47. BÖLÜM

9 6 0
                                    

47. BÖLÜM

Noah adamın ne yapmaya çalıştığını anlamadı. Orada öylece durmuş, sanki ölü gibi hiç hareket etmeden oturuyordu.. Fırsattan istifade hemen buradan kurtulmak zorundaydı. Zaten dakikalardır uğraşıyordu ve sonunda biraz da olsa ipi genişletebilmişti. Önce sol elinin baş parmağını sonra da sağ elininkini kurtardı, artık bundan sonrası kolaydı. Elleri tamamen ipten kurtulduğunda bilekleri deli gibi acıyordu. Morarmış ve içe doğru çökmüşlerdi. Adam hala uyuyordu, hemen elindeki silahı alıp ona doğrulttu. Tepki yoktu. Boynunu, şah damarını kontrol etti, nabzı yavaş da olsa atıyordu. Ama hiçbir tepki vermiyordu. Noah onu yakalamışken bırakmayacaktı, hemen telefonunu bulup Christina'yı aradı ve yardım çağırmasını söyledi. Gözünü bir saniye bile adamdan ayırmadan herhangi ani bir hareket yapmasına karşı silah tam kalbine doğrultmuştu.
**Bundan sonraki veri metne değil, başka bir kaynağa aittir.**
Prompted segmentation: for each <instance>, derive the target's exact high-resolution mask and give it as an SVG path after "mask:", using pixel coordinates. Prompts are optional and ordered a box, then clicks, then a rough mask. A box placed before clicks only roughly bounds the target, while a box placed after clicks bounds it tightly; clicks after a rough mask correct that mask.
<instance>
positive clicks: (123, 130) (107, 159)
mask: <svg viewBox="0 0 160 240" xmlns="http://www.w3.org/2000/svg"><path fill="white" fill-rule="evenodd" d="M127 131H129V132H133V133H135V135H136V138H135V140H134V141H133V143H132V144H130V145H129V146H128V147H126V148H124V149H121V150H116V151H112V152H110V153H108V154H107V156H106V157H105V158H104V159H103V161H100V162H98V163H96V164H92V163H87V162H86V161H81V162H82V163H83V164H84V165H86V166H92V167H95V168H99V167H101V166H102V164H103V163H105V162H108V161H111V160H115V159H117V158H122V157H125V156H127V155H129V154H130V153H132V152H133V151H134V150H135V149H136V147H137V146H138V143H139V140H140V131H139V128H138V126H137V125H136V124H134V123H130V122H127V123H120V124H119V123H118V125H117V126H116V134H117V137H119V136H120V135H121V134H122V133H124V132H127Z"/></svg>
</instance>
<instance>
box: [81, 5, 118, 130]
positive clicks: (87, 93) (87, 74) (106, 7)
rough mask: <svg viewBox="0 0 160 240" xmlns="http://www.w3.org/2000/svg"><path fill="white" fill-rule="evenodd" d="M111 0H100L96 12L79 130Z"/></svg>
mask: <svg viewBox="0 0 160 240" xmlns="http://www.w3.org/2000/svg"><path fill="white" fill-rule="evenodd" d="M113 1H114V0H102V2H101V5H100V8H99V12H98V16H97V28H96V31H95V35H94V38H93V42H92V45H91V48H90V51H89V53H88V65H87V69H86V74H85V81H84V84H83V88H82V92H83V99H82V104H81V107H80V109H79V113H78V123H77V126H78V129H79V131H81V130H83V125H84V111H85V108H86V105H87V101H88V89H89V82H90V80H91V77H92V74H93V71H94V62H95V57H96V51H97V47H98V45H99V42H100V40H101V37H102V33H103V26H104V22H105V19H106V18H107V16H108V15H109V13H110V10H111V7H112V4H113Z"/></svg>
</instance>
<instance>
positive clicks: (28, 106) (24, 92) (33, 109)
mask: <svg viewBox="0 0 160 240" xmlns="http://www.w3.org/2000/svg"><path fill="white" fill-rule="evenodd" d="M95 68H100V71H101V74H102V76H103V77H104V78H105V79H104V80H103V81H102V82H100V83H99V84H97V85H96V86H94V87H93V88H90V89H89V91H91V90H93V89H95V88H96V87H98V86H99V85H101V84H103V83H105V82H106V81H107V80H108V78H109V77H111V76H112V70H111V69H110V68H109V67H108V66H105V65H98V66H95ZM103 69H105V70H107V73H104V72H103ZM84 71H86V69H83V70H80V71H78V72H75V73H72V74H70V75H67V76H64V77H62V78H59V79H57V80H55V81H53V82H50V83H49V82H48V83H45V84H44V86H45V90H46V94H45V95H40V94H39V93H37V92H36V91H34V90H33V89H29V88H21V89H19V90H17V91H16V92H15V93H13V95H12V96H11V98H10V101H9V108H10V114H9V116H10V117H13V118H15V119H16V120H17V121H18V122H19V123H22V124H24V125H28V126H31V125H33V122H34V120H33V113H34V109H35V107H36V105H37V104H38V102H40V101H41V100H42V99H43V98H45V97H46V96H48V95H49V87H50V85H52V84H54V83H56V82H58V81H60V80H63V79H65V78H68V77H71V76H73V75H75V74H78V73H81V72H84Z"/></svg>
Jason derin bir nefes alıp olduğu yerde uyandığında Noah yirmi dakikadır gözünü ayırmadan onu izliyordu. Adam uyanınca hemen oturduğu yerden kalktı.

"Sakın kıpırdama."

"Noah, açıklayabilirim dostum. Beni dinlemelisin." Adamın sesi çok telaşlı ve korkmuş geliyordu. Ellerini kaldırmış çaresiz gözlerle ona bakıyordu.

"Tek kelime bile etme pislik herif." Noah karşısındaki Jason da olsa, yaptıklarını unutmamaya ve ona göre davranmaya çalışıyordu.

"Yolun sonuna geldin."

"Bak, beni dinlersen neler olduğunu anlayacaksın." Noah'ın elleri titriyordu, bütün bu olanlar, geçen şu son dört yıl onu çok derinden etkilemişti ve şu anda neye inanıp neye inanmaması gerektiğini bilmiyordu. Eğer Jason şu an ona saldırmak istese nasıl tepki vereceğini düşünüyordu. Eğer ona saldırırsa silahı ateşleyebilir miydi? Çocukluğundan beri kendisi ile büyüyen kuzenini vurabilir miydi? O böyle düşündüğün anda Jason aniden ayağa kalkınca Noah refleks olarak bir el ateş etti. Kurşun tam kalbinin yanına saplanmıştı, beyaz tişörtü kana bulanmaya başladı. Jason tekrar kalktığı yere düşüp ağzında biriken kanı tükürmeye çalıştı. Belli belirsiz bir sesle "Ben yapmadım," dedi. Noah Jason'a yaklaşıp ne dediğini duymaya çalıştı.

"Ne dedin?"

"Ben yapmadım Noah, annem. O yaptı, her şeyi o yaptı."

"Bu da ne demek, ne demek annem yaptı?" Jason cevap vermeden gözlerini kapatıp Noah'ı vicdanıyla baş başa bırakarak gitti.

*************

Jason ölmek üzere olduğunun farkındaydı. Noah'a gerçeği söyledi için mutluydu, en azından suçsuz olduğunu bilen birisi vardı artık. Noah'ın ona inanıp inanmayacağını merak etti. Yaşadıkları bütün bu olanlar deliceydi ama kuzeninin ona güvenip inanması gerekiyordu. Çünkü Jason sevdiği hiçbir insana zarar vermek istemezdi ve vermemişti de. Genç adam ölmeden hemen önce ruhunu bedeninden tekrar ayırdı.